Monday, 9 November 2009

Searching for freedom from TV 'chefs'







I'm losing my patience with TV cookery shows. Come on, who actually makes any of that stuff they do on those shows? No me neither. The thing is these shows are everywhere, even supposedly primetime viewing. Let's look at what's on this week: Saturday Kitchen, Something for the Weekend, Come Dine With Me, The F Word, River Cottage, The Restaurant. They're just the ones off the top of my head. In recent weeks we've also had Jamie's American Adventure (pity he didn't get stay there), Britain's Best Dish, Cook's Challenge yada yada yada.
The thing is, who actually makes their own pasta?

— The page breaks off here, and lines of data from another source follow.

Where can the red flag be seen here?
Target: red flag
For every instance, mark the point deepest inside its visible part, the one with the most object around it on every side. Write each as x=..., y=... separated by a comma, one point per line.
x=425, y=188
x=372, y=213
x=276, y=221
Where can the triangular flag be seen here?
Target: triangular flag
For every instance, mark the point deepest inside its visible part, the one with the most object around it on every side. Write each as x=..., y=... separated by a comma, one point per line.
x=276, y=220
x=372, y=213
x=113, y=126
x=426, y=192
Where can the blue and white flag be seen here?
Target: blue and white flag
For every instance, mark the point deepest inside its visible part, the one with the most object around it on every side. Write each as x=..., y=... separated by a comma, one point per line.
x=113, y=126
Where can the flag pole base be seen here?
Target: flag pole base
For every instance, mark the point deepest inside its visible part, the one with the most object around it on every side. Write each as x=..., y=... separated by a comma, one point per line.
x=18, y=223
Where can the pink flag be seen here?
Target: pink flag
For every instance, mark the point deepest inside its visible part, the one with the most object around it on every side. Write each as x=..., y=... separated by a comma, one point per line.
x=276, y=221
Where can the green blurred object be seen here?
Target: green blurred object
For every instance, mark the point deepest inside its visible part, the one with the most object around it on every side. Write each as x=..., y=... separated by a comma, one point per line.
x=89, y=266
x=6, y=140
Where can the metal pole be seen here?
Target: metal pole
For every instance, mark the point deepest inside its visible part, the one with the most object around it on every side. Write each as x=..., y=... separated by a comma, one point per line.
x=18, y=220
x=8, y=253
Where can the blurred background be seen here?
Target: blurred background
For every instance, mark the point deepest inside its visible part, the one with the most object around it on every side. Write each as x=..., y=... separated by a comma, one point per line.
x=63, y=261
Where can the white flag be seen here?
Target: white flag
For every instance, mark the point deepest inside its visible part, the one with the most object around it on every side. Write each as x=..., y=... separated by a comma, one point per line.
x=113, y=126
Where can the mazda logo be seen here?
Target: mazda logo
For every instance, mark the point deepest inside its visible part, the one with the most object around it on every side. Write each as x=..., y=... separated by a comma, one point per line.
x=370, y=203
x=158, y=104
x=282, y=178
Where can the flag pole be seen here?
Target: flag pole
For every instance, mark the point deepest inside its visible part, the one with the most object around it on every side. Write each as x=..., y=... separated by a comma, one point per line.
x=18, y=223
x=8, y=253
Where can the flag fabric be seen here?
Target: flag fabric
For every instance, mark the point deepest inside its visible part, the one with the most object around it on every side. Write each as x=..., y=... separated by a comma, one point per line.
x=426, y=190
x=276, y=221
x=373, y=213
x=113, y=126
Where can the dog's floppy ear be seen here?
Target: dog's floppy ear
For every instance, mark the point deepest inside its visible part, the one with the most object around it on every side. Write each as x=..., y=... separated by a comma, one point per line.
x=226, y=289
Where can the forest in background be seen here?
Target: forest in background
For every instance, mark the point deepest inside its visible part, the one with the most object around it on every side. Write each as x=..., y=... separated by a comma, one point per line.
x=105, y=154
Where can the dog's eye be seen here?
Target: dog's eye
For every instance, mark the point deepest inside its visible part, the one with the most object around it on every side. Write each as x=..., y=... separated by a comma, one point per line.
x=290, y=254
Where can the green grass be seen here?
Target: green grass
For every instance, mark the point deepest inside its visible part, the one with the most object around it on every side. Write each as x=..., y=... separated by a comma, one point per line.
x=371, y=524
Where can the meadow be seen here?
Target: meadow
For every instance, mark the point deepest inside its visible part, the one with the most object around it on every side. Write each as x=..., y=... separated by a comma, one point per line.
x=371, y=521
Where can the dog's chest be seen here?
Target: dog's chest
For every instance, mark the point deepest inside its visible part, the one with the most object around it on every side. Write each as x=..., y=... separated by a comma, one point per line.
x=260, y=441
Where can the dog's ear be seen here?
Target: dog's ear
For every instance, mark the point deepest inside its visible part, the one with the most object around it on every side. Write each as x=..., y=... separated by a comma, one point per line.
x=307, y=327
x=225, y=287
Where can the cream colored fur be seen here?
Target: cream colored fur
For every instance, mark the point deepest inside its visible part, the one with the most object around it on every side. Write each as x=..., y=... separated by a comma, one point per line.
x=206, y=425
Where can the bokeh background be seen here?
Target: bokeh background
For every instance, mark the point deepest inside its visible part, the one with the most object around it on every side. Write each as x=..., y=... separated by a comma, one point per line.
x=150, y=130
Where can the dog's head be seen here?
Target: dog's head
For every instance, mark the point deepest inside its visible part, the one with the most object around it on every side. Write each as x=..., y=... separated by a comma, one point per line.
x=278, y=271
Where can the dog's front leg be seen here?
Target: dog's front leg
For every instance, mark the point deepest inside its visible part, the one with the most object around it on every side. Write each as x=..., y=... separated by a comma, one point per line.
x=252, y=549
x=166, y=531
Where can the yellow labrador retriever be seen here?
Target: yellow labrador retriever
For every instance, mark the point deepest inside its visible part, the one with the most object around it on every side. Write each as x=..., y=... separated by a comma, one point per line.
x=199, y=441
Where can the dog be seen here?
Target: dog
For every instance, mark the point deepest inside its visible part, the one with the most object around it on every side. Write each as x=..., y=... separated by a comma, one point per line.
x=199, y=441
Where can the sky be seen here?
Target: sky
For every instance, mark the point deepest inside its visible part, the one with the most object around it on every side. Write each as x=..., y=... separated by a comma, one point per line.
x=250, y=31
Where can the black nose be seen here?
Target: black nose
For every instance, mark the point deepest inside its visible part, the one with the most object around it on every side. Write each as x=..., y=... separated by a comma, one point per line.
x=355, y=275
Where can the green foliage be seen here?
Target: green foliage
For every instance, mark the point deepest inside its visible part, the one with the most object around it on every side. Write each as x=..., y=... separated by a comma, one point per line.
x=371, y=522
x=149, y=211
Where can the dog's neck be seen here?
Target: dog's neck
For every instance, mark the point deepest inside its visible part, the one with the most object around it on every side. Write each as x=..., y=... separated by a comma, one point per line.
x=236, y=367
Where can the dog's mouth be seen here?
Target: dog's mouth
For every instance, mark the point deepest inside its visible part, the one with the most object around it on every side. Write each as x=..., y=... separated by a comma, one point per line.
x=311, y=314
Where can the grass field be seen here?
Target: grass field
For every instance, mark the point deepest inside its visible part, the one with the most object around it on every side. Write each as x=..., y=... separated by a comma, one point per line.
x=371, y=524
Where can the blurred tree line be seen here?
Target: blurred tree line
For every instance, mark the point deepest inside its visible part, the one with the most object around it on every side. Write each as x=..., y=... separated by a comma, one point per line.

When Mr Heinz is quite prepared to make it for me and put it in a tin then I don't see why I should, I've got better things to do than dick around with one of those turny-handled pasta machines all afternoon.
The crunch came for me on Saturday morning when, I was getting ready to go out, there was this long lost relation of Jeremy Clarkson's (Valentine Warner?) on Saturday Kitchen doing something with a duck and an ingredient called puy lentils. The lentils ended up looking like puke. Green puke. Has anyone reading this ever eaten puy lentils?
I was in Waitrose a few weeks ago and overheard some fortysomething women banging on about how they'd like to be on the Chef's Table on Saturday Kitchen, like it was some kind of dream destination. And James Martin's 'a bit of alright, isn't he?'. That's the real reason they want to get on Saturday Kitchen, I fancy. They also like to make out they're some kind of experts 'there's so many flavours going off in there, it's great. The pan-fried* haddock really compliments those seared brussel sprouts.' Shut up.
Anyway, the only TV 'chef' I have any time for is Nigel Slater. He champions food that's not very good for you but tasty, and it's all 'oh, chuck however much you like in there'. And he writes great non-cookery books.




What I have enjoyed on the telly this week was something on Saturday night about the Berlin Wall. Post war Germany fascinates me from the 1970s in West Germany to the shitness of the old GDR. There were non-party people on this documentary who actually still mourned the passing of the GDR and still believed in its ideals. I suppose Communism is a good idea in principle, but anyone whose ever read Animal Farm knows it can never work.
What I also find interesting about the GDR is the Stasi, the secret police. This documentary told us that they were far worse, and in much greater in numbers, than the Gestapo ever was. They scared their own people so much they'd even managed to recruit an early 80s anti-Communist activist to spy on his mates. A brilliant documentary.
*A term I hate, by the way. How else does one fry something other than in a pan?